I have a late night snack of cashews and more peanuts. I end up with about 15 cashews per day, and a cup of peanuts per day. And I follow it all down with three more glasses of water over the evening. I don’t think I’m losing water weight, since I drink a ton of it. But like I said, it helps in other ways.

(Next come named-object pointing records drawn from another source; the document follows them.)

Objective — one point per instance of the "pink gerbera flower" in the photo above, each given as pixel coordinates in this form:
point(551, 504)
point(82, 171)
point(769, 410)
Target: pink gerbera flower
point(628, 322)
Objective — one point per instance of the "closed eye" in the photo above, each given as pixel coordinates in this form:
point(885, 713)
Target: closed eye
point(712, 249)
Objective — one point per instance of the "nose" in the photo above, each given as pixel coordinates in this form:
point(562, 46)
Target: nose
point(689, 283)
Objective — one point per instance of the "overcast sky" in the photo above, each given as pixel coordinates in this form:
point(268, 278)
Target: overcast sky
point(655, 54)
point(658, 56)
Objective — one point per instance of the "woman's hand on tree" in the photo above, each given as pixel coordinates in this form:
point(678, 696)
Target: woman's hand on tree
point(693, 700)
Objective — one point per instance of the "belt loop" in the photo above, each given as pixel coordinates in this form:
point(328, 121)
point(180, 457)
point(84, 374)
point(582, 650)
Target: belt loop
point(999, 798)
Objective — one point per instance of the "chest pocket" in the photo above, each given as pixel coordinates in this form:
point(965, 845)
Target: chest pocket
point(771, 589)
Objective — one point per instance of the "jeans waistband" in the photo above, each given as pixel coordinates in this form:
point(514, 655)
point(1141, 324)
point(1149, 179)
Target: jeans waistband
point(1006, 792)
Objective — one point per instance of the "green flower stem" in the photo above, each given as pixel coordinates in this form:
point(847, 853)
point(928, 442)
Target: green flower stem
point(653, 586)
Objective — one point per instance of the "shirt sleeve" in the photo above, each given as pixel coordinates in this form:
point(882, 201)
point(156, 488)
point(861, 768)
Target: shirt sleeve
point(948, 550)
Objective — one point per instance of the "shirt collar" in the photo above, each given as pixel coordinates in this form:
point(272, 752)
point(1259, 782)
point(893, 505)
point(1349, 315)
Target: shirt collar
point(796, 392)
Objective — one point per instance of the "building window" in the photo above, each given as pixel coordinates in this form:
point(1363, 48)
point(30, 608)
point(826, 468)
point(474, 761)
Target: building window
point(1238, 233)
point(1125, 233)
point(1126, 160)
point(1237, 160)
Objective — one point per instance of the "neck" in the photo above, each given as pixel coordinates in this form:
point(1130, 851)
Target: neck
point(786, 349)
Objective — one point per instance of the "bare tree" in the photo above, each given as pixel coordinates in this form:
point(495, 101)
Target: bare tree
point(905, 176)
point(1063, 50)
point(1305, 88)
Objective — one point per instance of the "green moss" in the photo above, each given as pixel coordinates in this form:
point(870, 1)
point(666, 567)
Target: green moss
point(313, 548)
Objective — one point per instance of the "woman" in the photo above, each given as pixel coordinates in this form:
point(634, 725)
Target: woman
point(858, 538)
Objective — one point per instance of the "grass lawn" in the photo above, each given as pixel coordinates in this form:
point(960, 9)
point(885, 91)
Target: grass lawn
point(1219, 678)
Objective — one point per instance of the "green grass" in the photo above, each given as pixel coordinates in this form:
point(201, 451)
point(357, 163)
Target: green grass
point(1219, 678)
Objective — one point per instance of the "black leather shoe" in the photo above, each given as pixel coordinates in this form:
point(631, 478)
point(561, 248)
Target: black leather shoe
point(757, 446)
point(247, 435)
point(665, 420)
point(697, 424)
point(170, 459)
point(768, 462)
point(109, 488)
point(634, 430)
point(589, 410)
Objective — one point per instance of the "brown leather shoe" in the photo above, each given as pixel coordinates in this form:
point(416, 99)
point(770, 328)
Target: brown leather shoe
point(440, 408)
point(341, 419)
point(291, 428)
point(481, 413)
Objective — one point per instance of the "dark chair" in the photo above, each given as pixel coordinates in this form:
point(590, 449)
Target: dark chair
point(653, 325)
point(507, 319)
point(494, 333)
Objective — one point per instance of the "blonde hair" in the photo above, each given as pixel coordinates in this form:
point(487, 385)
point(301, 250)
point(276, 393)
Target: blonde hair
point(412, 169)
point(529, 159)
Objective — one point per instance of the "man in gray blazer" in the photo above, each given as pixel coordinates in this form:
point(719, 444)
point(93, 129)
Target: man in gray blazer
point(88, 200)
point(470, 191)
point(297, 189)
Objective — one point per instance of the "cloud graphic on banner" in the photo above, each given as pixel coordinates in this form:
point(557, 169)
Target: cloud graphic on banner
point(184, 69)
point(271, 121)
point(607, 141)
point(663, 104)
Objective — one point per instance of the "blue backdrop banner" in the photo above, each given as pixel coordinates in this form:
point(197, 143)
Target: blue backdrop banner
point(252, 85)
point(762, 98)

Besides losing the weight. I’ve never felt better. My blood sugar level, rested and fasting overnight comes in a 99, right in the good part of the normal range, where I used to be looking at being a candidate for diabetes. I’m finding I have a lot more energy, my skin is better (softer, no acne, better coloring), and the clothing is fitting looser. I can’t wait until I can get down to the next size, even if the weight isn’t where I want it at that time. But for 17 days, I’m really happy with the results, and my mom and sister are even going to start trying it. I can’t remember if there’s a point where it slows down working for men or not, or if there’s a point like the 6-8 weeks with women where it really starts working better. I hope it’s the later. But at the rate I’m going, it’s conceivable to be down 80 lbs by new years without doing a sit up. That would be amazing! I’m not expecting it, but that’s the kind of success rate I’m having at the moment. Even 50 lbs less would make me happy. At that point, I’ve set my goal to start back to the guy and incorporate more activity into the mix, and a couch to 5K running program.